Buku Ajar Logika Untuk Berpikir Kritis Dalam Menghadapi Sesat Pikir. (Sumber: Dokumentasi Penulis | Foto: Pernando Aigro S.)

Di tengah banjir opini dan suara yang semakin keras di ruang publik, kebenaran justru sering kalah bahkan sebelum sempat dijelaskan. Banyak orang berlomba menjadi paling yakin, paling lantang, dan paling emosional seolah kekuatan suara bisa menggantikan isi pikiran. Padahal tidak semua yang terdengar tegas itu benar, dan tidak semua yang terdengar tenang itu salah. Dalam situasi ketika perdebatan berubah menjadi ajang saling serang, logika sering hanya menjadi formalitas, bukan dasar berpikir. Yang sering menang bukan yang paling masuk akal, tetapi yang paling pandai mengaduk emosi.

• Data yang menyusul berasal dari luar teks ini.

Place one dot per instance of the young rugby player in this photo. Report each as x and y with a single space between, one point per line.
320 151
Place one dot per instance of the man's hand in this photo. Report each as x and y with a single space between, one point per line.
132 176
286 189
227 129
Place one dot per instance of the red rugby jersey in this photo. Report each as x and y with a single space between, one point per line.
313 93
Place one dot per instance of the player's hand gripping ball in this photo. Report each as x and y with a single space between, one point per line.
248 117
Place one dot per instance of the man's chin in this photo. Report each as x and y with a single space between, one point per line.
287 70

Disinilah logika muncul sebagai upaya manusia untuk melepaskan diri dari cara berpikir yang tidak teratur, mitos, dan penjelasan yang tidak berbasis rasionalitas. Dalam perkembangannya, logika mulai dikenal ketika manusia menggunakan penalaran untuk menarik kesimpulan dari fakta yang ada. Namun, sistematisasi ilmu logika baru benar benar berkembang pada masa Aristoteles, yakni sekitar 384 SM hingga 322 SM. Ia juga dikenal sebagai tokoh utama dalam logika klasik yang memperkenalkan silogisme, yaitu cara menarik kesimpulan berdasarkan dua premis yang saling berhubungan sehingga menghasilkan kesimpulan yang logis dan terstruktur. Contoh silogisme yang dikenalkan oleh Aristoteles yakni:

Semua manusia akan mati.

Aristoteles adalah manusia.

Aristoteles akan mati.

Maka kesimpulannya Aristoteles akan mati. Begitu juga dalam kehidupan, banyak hal yang tampak sederhana sebenarnya mengikuti pola penalaran seperti ini, di mana kesimpulan tidak muncul begitu saja, tetapi dibangun dari hubungan sebab dan akibat yang logis. Dari titik inilah logika mulai dipahami sebagai ilmu tentang aturan berpikir yang benar, yang kemudian berkembang dari logika tradisional hingga logika modern seperti logika induktif yang lebih berbasis pembuktian dan struktur berpikir ilmiah.

Logika induktif adalah cara berpikir yang menarik kesimpulan dari hal hal khusus menuju kesimpulan yang bersifat umum berdasarkan pengamatan atau fakta yang terjadi secara berulang (Tanara, 2025). Dalam logika ini, kebenaran tidak bersifat mutlak, melainkan dibangun dari pola yang terlihat dalam kenyataan sehingga menghasilkan kesimpulan yang masih dapat diuji berdasarkan fakta nyata di lapangan. Contohnya, jika seseorang berkali kali melihat bahwa orang yang belajar dengan konsisten mendapatkan hasil yang lebih baik, maka ia menyimpulkan bahwa belajar yang konsisten cenderung membawa hasil yang lebih baik.

Namun dalam praktiknya, cara berpikir berbasis bukti ini sering tergeser oleh kecenderungan manusia yang lebih memilih kesimpulan cepat tanpa analisis yang benar. Di sinilah logika mulai kalah oleh emosi, ketika orang lebih percaya pada apa yang terasa benar daripada apa yang terbukti benar. Akibatnya, ruang berpikir tidak lagi dipandu penalaran jernih, tetapi oleh dorongan untuk menang dan terlihat paling meyakinkan, yang kemudian membuka jalan bagi berbagai bentuk kesalahan berpikir dalam percakapan sehari hari.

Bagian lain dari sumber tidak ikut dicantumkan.